Le Temps des gringos / Quand la Californie était française
Un peu à contre-courant de l’actualité littéraire, deux livres récents viennent rappeler les circonstances de l’agrandissement à l’ouest des États-Unis. Ils mettent en lumière le rôle que des Français et des Franco-Canadiens ont pu y jouer.
Vers 1840, le Texas était indépendant entre des États-Unis en extension et un Mexique aux dimensions alors continentales. Son autonomie à l’égard de Washington était cependant toute théorique. Elle n’avait été proclamée que pour faire accepter par Mexico la perte de ce territoire en 1836, à la suite des manœuvres de colonisation des Américains. Cette défaite soulignait d’ailleurs que le Mexique exerçait avec de grandes difficultés sa souveraineté sur les parties les plus septentrionales (Nouveau-Mexique, Arizona, Californie) de son empire. Cela explique qu’en 1846, après avoir intégré formellement le Texas, les États-Unis ont conquis le Nouveau-Mexique en quelques semaines. Pendant cette décennie troublée, des Français se sont distingués au service des deux pays. Des trappeurs ont tenté de contrôler, pour le compte des Mexicains, d’immenses territoires inaccessibles à la tutelle réelle de Mexico. Les Américains, de leur côté, avaient recours à des Français installés de longue date (commerçants, prêtres ou chasseurs) pour leur connaissance du terrain et la qualité de leurs relations avec la population indigène.

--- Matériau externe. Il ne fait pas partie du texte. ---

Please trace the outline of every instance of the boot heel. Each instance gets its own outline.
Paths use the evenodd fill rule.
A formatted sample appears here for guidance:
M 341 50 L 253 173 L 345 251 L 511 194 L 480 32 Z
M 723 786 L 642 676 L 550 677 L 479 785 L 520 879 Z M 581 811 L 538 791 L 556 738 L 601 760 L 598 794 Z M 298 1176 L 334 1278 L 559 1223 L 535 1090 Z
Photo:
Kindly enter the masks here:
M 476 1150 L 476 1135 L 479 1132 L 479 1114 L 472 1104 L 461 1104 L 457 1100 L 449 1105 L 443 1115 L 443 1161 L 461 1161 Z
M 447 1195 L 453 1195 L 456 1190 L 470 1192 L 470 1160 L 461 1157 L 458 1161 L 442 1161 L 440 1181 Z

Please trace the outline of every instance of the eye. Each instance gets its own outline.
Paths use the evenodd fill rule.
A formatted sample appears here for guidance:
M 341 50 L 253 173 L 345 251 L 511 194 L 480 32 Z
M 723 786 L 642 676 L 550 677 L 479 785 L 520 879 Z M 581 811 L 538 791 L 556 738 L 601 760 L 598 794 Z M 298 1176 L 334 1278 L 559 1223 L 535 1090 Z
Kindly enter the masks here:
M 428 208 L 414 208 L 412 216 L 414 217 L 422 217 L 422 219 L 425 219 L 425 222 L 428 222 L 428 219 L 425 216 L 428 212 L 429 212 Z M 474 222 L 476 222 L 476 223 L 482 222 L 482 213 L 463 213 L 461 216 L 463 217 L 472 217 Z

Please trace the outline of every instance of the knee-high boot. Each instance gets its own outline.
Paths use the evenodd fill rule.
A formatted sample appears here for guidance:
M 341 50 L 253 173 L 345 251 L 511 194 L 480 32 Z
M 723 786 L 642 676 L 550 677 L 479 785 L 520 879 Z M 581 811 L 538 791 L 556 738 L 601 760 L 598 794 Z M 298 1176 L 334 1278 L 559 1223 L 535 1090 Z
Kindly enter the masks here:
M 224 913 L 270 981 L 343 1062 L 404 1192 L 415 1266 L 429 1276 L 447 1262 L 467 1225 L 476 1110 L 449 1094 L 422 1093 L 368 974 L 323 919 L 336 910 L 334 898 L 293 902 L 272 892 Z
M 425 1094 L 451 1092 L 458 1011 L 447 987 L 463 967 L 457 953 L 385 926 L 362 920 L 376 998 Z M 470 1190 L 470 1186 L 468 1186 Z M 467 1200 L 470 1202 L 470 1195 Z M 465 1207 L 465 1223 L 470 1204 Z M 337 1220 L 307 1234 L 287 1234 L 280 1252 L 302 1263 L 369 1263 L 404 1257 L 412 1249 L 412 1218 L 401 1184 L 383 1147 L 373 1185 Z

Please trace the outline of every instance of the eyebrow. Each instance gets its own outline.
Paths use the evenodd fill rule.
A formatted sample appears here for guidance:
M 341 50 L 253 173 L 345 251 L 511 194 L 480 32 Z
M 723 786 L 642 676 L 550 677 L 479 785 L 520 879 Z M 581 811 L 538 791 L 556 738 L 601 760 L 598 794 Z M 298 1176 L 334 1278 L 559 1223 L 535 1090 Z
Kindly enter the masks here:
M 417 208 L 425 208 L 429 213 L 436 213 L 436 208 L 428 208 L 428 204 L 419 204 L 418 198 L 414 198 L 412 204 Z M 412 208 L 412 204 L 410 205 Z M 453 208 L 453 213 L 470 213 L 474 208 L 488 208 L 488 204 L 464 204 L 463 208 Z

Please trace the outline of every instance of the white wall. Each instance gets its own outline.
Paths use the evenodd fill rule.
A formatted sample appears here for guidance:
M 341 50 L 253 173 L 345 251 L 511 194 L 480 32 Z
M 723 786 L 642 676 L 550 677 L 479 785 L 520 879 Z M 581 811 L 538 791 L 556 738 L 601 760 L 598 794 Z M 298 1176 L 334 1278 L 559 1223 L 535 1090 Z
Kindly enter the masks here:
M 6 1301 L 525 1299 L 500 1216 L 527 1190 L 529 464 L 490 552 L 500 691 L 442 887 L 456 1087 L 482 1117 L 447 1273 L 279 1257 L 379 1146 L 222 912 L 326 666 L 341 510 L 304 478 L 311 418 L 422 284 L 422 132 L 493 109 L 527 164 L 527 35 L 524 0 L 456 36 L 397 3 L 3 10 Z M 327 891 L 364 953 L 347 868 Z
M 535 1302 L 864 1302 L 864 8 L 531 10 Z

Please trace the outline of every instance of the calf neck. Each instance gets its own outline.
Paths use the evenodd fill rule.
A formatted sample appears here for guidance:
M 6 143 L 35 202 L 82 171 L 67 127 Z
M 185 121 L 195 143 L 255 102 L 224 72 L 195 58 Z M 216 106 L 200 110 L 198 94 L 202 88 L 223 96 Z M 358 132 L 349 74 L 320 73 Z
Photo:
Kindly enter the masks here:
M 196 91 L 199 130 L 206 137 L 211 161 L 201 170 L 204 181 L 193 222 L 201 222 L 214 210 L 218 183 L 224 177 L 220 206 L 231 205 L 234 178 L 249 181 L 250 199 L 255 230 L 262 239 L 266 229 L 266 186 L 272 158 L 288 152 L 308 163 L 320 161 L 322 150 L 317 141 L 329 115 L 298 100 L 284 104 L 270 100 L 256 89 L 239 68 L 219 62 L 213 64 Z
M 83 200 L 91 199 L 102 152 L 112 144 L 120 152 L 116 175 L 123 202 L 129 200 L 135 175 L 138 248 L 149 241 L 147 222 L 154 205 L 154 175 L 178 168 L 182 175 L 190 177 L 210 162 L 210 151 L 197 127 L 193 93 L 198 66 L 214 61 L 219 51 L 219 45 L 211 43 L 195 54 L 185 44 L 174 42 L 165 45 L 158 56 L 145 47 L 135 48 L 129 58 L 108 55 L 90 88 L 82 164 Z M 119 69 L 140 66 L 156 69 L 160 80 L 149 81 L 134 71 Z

Quatre ans plus tard, la ruée vers l’or amenait des dizaines de milliers de Français en Californie qui, à cette époque, dépendait encore nominalement du Mexique. La plupart de ces émigrants étaient d’anciens adversaires des journées insurrectionnelles à Paris en février et juin 1848 : gardes nationaux et républicains levés dans les faubourgs pour réprimer les émeutes, et révolutionnaires déçus. En novembre 1850, on vit même débarquer une compagnie de gardes mobiles en uniforme, arme sur l’épaule, clairon et drapeau en tête. Ces contingents successifs représentèrent jusqu’au quart des habitants de San Francisco, ce qui finit par inquiéter le gouvernement américain quant aux intentions réelles de la France. L’appréhension de Washington était d’autant plus justifiée que ces aventuriers n’hésitaient pas à prendre les armes pour affirmer leur liberté à l’égard des autorités locales. Cette population comptait quelques fortes personnalités qui eurent tôt fait de comprendre que ces contrées leur offraient les occasions politiques que la vieille France leur avait refusées. Le marquis de Pindray et, surtout, le comte de Raousset-Boulbon, rapidement à l’étroit sur les terres californiennes, cherchèrent en 1853 et 1854 à se tailler un empire en Arizona. Leur objectif explicite était de créer un État tampon entre les États-Unis et le Mexique afin de contenir l’extension américaine. Le courage des troupes qu’ils avaient enrôlées permit effectivement d’infliger des défaites à l’armée mexicaine. Toutefois, l’hostilité de Washington à ces tentatives et l’absence de réaction de la France, alors occupée à d’autres projets politiques, condamnaient ces entreprises.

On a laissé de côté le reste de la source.